- Country: India
- Location: Jamkhandi, Bagalkot district, Karnataka
- Coordinates: 16°34′03″N 75°23′23″E﻿ / ﻿16.5675°N 75.3896°E
- Purpose: Irrigation
- Status: Operational
- Construction began: 1988
- Opening date: 1989

Dam and spillways
- Type of dam: Barrage
- Height (foundation): 7 meters
- Length: 430 m (1,410 ft)

Reservoir
- Creates: Shrama Bindu Sagar
- Total capacity: 3 TMC
- Catchment area: Krishna River basin

= Shrama Bindu Sagar =

Shrama Bindu Sagar is a barrage built across the Krishna River near Jamkhandi town in Karnataka, India. It was constructed in 1989 with the help of local farmers who collectively financed the project to meet irrigation needs in the region.
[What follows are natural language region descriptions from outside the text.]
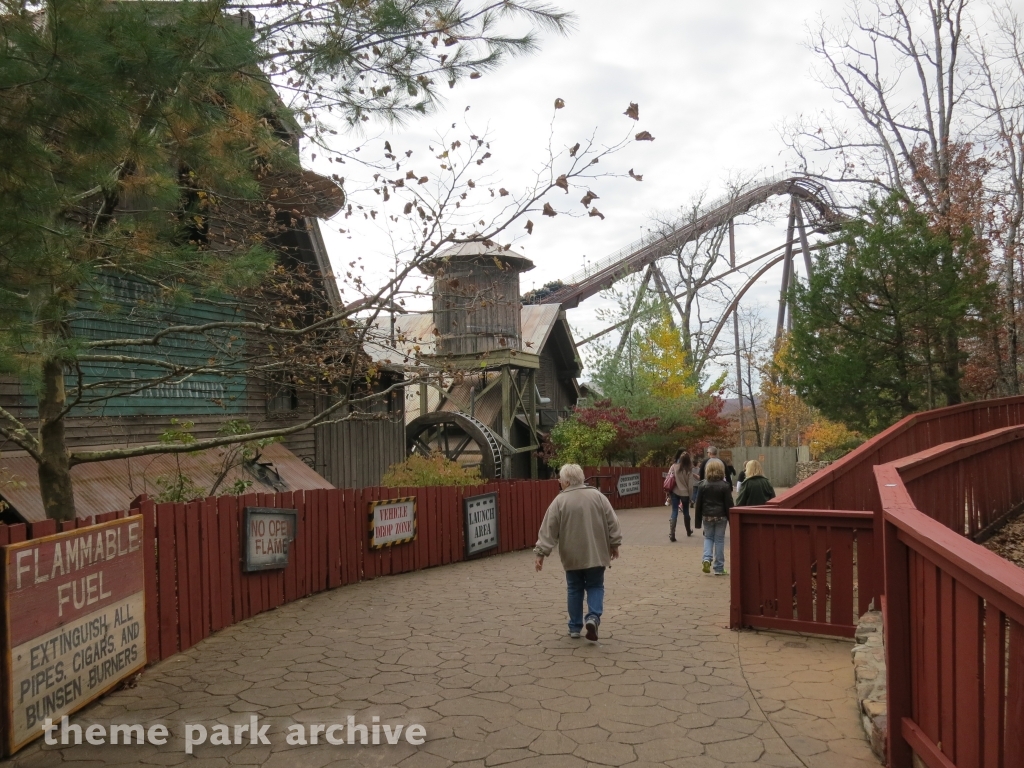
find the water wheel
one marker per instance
(459, 437)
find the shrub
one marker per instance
(426, 471)
(578, 442)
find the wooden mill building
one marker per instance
(504, 373)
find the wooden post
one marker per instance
(531, 395)
(506, 420)
(735, 334)
(896, 621)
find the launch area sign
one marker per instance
(480, 513)
(74, 622)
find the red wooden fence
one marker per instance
(803, 570)
(954, 611)
(195, 583)
(825, 502)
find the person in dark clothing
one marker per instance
(682, 468)
(714, 503)
(730, 473)
(712, 454)
(757, 488)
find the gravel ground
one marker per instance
(1009, 543)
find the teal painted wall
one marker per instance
(120, 307)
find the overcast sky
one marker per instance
(714, 82)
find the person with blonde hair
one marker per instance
(757, 488)
(584, 526)
(714, 503)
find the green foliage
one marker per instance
(178, 488)
(427, 471)
(876, 332)
(578, 442)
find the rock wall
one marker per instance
(806, 469)
(869, 674)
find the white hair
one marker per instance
(571, 474)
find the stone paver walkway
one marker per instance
(478, 653)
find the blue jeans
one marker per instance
(590, 581)
(715, 538)
(681, 501)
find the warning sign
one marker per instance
(392, 521)
(75, 622)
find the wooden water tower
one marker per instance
(476, 299)
(477, 317)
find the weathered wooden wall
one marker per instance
(779, 464)
(356, 454)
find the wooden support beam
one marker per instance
(786, 270)
(506, 418)
(735, 334)
(804, 245)
(633, 312)
(531, 415)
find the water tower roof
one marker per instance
(487, 250)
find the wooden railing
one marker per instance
(766, 577)
(803, 570)
(195, 583)
(849, 483)
(954, 611)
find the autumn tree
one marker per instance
(903, 73)
(148, 166)
(652, 380)
(870, 327)
(786, 416)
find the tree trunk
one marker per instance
(950, 368)
(54, 469)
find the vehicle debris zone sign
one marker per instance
(629, 484)
(480, 513)
(392, 521)
(75, 622)
(268, 536)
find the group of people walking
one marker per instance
(582, 523)
(709, 487)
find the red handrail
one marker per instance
(954, 611)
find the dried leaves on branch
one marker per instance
(152, 224)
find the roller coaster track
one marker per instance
(817, 200)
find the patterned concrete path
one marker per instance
(478, 654)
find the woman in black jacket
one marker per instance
(714, 503)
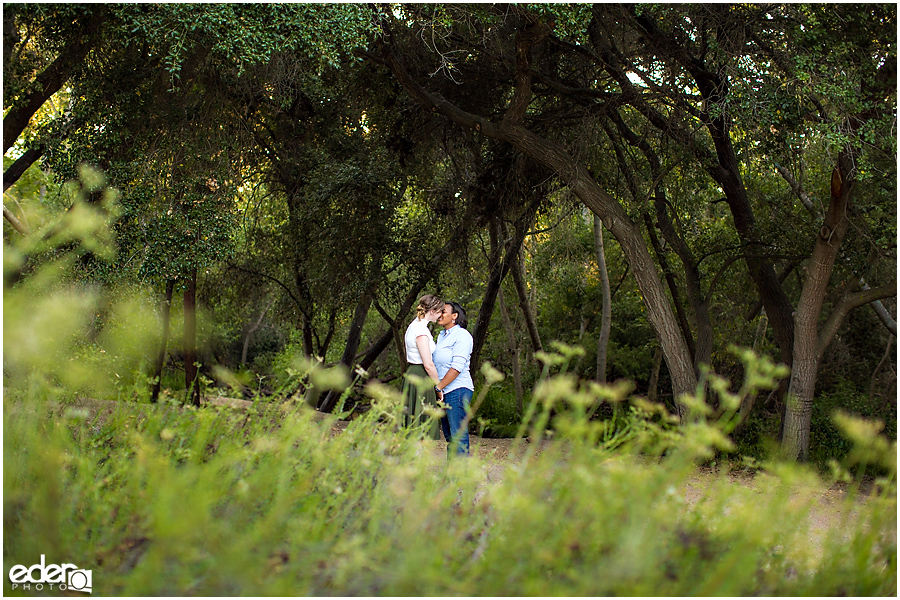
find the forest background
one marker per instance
(650, 184)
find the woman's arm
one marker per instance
(425, 353)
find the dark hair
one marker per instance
(462, 320)
(427, 303)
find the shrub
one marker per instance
(173, 500)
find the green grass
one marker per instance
(166, 500)
(171, 500)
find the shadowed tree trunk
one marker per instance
(161, 355)
(51, 79)
(557, 160)
(328, 402)
(606, 312)
(514, 351)
(518, 275)
(811, 340)
(252, 330)
(191, 379)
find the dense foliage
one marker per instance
(172, 500)
(247, 200)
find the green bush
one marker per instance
(173, 500)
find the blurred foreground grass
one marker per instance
(171, 500)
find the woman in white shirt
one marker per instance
(419, 345)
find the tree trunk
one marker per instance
(51, 79)
(251, 331)
(556, 159)
(884, 359)
(191, 378)
(161, 356)
(501, 260)
(807, 344)
(606, 312)
(354, 336)
(513, 351)
(18, 168)
(653, 385)
(518, 274)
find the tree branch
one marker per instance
(16, 223)
(798, 190)
(847, 303)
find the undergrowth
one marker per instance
(171, 500)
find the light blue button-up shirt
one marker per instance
(454, 350)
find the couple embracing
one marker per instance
(446, 363)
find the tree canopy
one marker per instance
(317, 167)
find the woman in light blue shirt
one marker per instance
(451, 359)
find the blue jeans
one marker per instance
(458, 400)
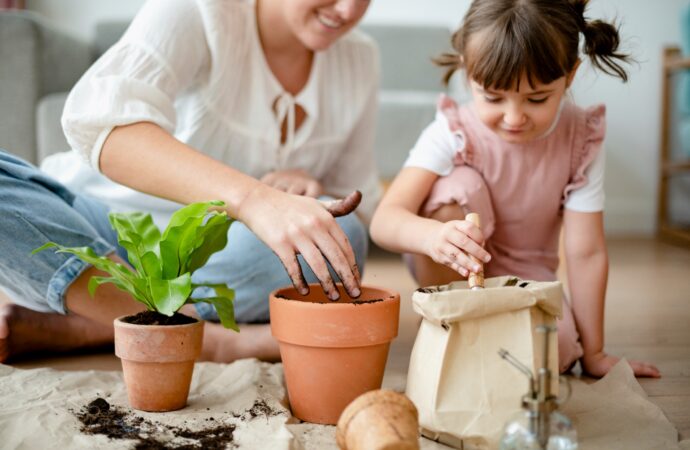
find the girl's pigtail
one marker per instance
(451, 60)
(601, 42)
(601, 45)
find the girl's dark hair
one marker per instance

== Background and history ==
The construction of Shrama Bindu Sagar began under the leadership of Siddu Nyamagouda, a farmer leader who gained political recognition by defeating former chief minister Ramakrishna Hegde in a parliamentary election and later served as a union minister in the Narasimha Rao government. During the 1980s, farmers in the region lacked adequate irrigation facilities despite the presence of the Krishna River. The government's initial response to the farmers' request for a barrage was to collect a significant amount of money before providing any grants.

Nyamagouda worked with local farmers to form an association called the Krishna Teera Rait Sangh (Krishna Bank Farmers' Association). The barrage was constructed without any government funding, with farmers bearing the entire cost. The project stored 3 TMC (thousand million cubic feet) of water and irrigated approximately 30,000 acres of land. The barrage is 430 meters long and 7 meters deep and took one year to complete.

Initially, the stored water was sufficient to irrigate the lands. However, as the irrigated area expanded to 70,000 acres, water shortages began to recur. In response, farmers demanded the release of Krishna water from Maharashtra. In 2013–2014, Nyamagouda and his team raised the height of the barrage by 1.5 meters using 25 high-powered pumps. These pumps were employed to lift water from the river during periods of low natural inflow, particularly in the winter months when the Krishna River's flow diminished.

== Legacy ==
The state government named the barrage Shramabindu Sagara in honor of Siddu Nyamagouda, who died in a car accident in 2018.